È la conclusione di un recente studio pubblicato su Nature Neuroscience da Ryan M Stolier e Jonathan B Freeman, ricercatori presso il dipartimento di Psicologia dell’Università di New York.
Maschi e femmine. I due scienziati hanno mostrato a un gruppo di volontari le foto di diverse persone e hanno monitorato attraverso risonanza magnetica funzionale per immagini ciò che accadeva nel loro cervello.
Il test ha evidenziato come la maggior parte dei volti di persone di colore fosse percepito come “arrabbiato” mentre quelli femminili sono stati indicati per lo più come “felici” anche quando il realtà non lo erano.
Curiosamente i volti asiatici sono stati visti come “femminili” e quindi “felici” indipendentemente dal genere della persona ritratta.
Secondo i ricercatori quindi, «gli stereotipi non solo esistono, ma riescono a ingannare il nostro cervello che a sua volta ne rinforza le radici dentro di noi». Ma come funziona questo meccanismo?

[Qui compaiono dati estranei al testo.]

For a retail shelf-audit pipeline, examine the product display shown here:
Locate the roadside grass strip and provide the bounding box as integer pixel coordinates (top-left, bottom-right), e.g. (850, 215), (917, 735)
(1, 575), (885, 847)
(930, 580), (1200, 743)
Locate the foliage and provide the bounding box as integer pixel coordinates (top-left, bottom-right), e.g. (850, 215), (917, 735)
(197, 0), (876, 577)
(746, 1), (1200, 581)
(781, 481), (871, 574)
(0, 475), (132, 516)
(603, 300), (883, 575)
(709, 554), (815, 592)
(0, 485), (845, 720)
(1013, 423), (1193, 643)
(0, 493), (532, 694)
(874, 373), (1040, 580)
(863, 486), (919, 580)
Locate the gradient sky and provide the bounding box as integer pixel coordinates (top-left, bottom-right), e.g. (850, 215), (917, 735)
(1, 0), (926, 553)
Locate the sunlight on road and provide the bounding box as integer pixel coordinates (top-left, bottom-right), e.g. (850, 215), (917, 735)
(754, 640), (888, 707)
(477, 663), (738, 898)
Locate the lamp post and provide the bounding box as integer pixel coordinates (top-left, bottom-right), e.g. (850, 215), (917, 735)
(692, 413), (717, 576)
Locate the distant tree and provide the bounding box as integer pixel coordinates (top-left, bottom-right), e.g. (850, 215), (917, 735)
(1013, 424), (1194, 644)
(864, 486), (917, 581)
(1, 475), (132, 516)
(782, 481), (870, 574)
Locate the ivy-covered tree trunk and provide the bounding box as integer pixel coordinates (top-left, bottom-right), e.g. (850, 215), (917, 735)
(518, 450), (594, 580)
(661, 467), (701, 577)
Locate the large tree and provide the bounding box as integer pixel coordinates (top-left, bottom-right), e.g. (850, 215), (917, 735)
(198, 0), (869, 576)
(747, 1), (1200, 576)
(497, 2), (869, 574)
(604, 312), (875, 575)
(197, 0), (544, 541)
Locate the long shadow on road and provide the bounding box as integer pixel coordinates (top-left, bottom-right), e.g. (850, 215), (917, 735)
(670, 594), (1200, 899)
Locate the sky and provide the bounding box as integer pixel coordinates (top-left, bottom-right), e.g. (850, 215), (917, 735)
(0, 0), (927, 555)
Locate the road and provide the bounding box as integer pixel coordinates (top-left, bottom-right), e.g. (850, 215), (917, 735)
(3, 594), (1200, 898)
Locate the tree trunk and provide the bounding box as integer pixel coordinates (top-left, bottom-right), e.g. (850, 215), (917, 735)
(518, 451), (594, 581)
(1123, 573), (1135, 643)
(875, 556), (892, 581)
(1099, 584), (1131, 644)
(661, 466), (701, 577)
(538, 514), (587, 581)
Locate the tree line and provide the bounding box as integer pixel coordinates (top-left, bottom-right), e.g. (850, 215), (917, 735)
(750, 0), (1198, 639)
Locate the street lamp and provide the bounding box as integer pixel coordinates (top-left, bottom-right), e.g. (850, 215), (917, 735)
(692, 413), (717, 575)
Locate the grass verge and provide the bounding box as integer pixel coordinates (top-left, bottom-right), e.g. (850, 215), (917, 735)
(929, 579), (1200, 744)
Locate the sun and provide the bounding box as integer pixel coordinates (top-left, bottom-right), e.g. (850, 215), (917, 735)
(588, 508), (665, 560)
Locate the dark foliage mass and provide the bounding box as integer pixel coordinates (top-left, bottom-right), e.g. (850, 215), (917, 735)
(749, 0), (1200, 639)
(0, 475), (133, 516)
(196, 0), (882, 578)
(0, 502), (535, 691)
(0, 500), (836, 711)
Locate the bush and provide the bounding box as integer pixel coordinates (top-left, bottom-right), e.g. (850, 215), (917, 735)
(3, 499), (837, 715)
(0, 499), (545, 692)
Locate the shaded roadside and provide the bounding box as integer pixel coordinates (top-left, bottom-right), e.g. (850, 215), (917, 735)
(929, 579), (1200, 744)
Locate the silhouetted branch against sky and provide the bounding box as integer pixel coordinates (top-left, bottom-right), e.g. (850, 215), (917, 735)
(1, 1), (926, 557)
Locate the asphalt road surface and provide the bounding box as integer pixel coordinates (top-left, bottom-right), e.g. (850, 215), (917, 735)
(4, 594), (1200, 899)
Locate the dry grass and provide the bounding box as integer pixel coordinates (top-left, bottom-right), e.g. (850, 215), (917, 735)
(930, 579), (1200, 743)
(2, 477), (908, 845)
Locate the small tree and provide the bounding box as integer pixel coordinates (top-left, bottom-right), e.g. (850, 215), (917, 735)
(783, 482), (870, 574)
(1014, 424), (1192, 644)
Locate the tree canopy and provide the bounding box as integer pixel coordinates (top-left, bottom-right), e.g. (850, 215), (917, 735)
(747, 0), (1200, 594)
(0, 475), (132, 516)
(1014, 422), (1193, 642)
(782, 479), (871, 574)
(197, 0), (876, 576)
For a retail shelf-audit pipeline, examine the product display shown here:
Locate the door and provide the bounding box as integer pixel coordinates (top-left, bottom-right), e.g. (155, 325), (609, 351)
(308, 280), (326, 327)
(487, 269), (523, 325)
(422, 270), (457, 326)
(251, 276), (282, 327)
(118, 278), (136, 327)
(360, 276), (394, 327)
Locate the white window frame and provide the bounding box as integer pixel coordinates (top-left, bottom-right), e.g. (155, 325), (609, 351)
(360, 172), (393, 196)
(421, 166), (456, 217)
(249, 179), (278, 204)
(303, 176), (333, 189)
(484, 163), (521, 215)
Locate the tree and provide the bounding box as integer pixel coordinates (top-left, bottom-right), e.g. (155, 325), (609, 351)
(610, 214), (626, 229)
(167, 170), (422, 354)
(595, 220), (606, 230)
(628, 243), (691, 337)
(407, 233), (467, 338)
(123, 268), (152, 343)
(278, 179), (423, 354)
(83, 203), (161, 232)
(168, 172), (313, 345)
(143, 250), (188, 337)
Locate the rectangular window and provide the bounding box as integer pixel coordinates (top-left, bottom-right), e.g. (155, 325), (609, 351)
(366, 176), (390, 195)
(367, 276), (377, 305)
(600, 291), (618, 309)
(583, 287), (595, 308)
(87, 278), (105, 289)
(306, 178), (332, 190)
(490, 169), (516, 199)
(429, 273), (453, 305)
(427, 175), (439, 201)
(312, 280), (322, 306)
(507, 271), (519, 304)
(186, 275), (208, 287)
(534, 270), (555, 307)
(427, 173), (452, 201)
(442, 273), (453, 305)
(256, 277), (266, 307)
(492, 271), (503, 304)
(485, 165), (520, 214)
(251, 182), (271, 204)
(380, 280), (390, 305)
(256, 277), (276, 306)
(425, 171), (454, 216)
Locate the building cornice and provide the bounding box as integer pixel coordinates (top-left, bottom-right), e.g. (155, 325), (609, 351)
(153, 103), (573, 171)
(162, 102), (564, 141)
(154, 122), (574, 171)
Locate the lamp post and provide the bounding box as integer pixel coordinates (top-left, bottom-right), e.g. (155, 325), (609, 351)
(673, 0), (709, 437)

Dimmi come muovi il mouse... Stolier e Freeman hanno chiesto ai volontari di osservare sullo schermo di un computer una sequenza di volti in rapida successione e di indicare con il mouse la descrizione più attinente tra quelle proposte.
Misurando i tempi di reazione e i movimenti del mouse sono riusciti a cogliere e “fotografare” il primo pensiero che ogni immagine ha suscitato nei partecipanti al test. La risonanza magnetica, che si è concentrata su una zona del cervello nota come giro fusiforme, ha permesso di capire quali meccanismi neurologici venivano innescati dall’esposizione a ogni immagine.
... e ti dirò cosa pensi. Lo studio ha evidenziato diversi stereotipi piuttosto comuni: i volti delle persone di colore per esempio, attivavano nel cervello dei partecipanti al test gli stessi meccanismi messi in moto dall’esposizione a foto di bianchi arrabbiati.
Secondo Freeman «molte persone hanno fatto propri stereotipi che associano i maschi a personalità aggressive, i neri a comportamenti ostili, le donne alla serenità, anche se spesso nessuno di loro, in perfetta buona fede, condivide questi pregiudizi. La cosa interessante è come il cervello filtri gli stimoli visivi modificando la percezione di ciò che vediamo.»